I will go with Pinguy OS which I think will be perfect for me since I am still a beginner.

If you have any great user guides or anything where I can learn more about how to use Linux it would be awesome if you could post them up.

So far with my Dual Boot I always gave up way too quick and just booted into Windows to do whatever I needed to get done, even though I like Linux more ... well, now I won't be able to switch to Windows when I run into any problems and will have to figure it out myself ... great way to learn!

Looking forward to some interesting reading materials!


----------



## Guest (Oct 24, 2011)

Er... I'd recommened ubuntu over Pinguy OS for a beginner..


----------



## stargazer418 (Aug 21, 2011)

I agree that Ubuntu is much better for new users than any other distro. It has a familiar user interface and it even has an app store and music synchronization service.

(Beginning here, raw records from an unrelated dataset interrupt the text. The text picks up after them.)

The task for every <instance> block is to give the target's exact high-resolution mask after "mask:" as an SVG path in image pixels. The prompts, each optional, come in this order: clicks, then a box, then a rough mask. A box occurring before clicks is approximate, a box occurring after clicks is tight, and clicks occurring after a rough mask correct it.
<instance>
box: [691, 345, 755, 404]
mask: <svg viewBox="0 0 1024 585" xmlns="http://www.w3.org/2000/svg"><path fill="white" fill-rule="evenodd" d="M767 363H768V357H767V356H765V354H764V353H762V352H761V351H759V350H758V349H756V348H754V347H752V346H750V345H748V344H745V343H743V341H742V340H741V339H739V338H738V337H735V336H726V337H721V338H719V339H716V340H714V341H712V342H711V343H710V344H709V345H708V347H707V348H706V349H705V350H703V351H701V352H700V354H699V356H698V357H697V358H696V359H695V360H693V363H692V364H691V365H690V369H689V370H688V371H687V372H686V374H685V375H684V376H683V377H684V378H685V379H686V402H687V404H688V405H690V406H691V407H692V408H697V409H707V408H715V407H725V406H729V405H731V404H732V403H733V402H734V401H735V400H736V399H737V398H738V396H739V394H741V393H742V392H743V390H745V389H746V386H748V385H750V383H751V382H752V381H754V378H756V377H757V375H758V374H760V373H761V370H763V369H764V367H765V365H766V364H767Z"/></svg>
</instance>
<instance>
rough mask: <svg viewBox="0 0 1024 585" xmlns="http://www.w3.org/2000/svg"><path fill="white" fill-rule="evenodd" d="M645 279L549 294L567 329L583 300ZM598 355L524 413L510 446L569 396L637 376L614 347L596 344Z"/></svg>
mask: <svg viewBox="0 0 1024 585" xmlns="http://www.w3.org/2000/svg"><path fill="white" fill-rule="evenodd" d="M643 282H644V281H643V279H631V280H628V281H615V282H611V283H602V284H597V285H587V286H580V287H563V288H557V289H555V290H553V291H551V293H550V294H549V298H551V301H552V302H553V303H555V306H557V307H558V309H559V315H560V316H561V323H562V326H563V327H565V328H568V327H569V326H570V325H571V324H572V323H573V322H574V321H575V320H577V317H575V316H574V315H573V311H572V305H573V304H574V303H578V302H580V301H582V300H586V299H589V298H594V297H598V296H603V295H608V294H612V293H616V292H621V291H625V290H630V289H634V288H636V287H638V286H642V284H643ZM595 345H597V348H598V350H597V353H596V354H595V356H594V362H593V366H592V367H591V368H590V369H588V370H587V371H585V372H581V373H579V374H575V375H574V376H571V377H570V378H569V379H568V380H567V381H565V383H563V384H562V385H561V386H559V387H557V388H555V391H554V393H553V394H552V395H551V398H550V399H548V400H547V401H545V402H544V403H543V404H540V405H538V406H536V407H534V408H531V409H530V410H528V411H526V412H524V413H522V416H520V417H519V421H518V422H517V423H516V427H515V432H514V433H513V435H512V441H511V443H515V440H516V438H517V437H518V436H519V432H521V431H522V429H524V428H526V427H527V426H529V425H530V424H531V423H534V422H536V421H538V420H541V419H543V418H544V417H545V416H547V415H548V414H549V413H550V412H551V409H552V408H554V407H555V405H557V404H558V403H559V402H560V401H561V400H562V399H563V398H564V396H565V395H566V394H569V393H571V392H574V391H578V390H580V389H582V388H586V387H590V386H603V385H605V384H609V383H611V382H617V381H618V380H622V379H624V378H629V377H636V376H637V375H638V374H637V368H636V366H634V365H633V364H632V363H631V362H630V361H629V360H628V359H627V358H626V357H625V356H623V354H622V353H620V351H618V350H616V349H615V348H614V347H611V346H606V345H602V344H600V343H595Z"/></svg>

Sent from my HTC Vision using Tapatalk


----------



## Sandman007 (Sep 6, 2011)

I'm a linux newbie and I'm using Linux Mint. It also uses its own app store and uses .deb packages

Sent from my DROIDX using Tapatalk


----------



## klinster (Jun 28, 2011)

I would suggest to use either Ubuntu or Linux Mint. They are both very much aimed at the converts and run smoothly.


----------



## thatguy188 (Sep 28, 2011)

Ooppss, saw it too late. I've had 0 problems so far with Pinguy, as a matter of fact, I think it's very easy to use. Learning 1 step at a time =]


----------



## Guest (Oct 26, 2011)

Deadly_Hamsters said:


> I'm a linux newbie and I'm using Linux Mint. It also uses its own app store and uses .deb packages
> 
> Sent from my DROIDX using Tapatalk


Linux Mint is based on Ubuntu er.well they appear to have Debian base now, but Ubuntu is based on Debian so anyway..its all the same. Linux Mint is great tho too


----------



## droidvirzi (Jun 16, 2011)

I'm a Linux mint newbie xD 
I junked windows seven I figure if I ever want to be a developer I better learn this now!


----------